Because humic substances have varying turnover rates, their stable carbon-isotope compositions have been used to assess carbon residence time in soils. However, any study of this nature must ensure that extraction techniques do not fractionate the δ13C values of the humic acid extract and residual humin. This study examines the effects of different extraction procedures on the carbon-isotope signature of the humic fractions of soil organic matter. Humic acid and humin were isolated from soils using three different treatment methods: extraction with 0.5 M NaOH solution until completion, extraction with 0.1 M NaOH + Na4P2O7 solution until completion, and extraction with 0.1 M NaOH + Na4P2O7 solution for only one day.

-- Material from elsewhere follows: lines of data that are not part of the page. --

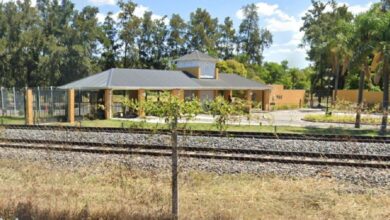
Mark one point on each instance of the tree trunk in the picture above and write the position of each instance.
(360, 99)
(175, 190)
(385, 104)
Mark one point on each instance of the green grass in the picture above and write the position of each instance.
(342, 119)
(110, 190)
(11, 120)
(212, 127)
(246, 128)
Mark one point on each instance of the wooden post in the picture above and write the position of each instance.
(29, 108)
(197, 94)
(107, 103)
(266, 100)
(175, 184)
(71, 106)
(248, 97)
(141, 99)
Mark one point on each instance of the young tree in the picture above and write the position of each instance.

The δ13C values of the humin fractions were similar and the δ13C values of the humic acid fractions were similar regardless of extraction technique when the soil carbon content was greater than 0.5% prior to extraction and in many soils when carbon content was less than 0.5%. However, within the group of soils that had a low carbon content some soils exhibited shifts in the δ13C values of the humic acid or humin when different extraction techniques were used. In these samples, humic acids extracted after only one day of reaction were slightly enriched in 13C relative to those that were treated until exhaustion with 0.1 M NaOH + Na4P2O7. Where shifts in δ13C values for humic acid or humin fractions were observed in low carbon fractions treated with different chemical solutions, those fractions extracted with 0.5 M NaOH were enriched in 13C by 0.5 to 2.3‰ relative to those extracted with the sodium pyrophosphate mixture, with one exception. Possible explanations for 13C enrichment of humic acids produced with a NaOH extraction solution are discussed including contamination of the soluble humic acid with non-humified carbon or carbon associated with solubilised silica. Samples at the greatest depth in each of the soil profiles displayed widely variable behaviour for the δ13C values of humic acid or humin purified with the different chemical solutions. This study demonstrates that for some of the samples with low carbon contents δ13C values of humin or humic acid can be either enriched or depleted in 13C, when different extraction solutions are used.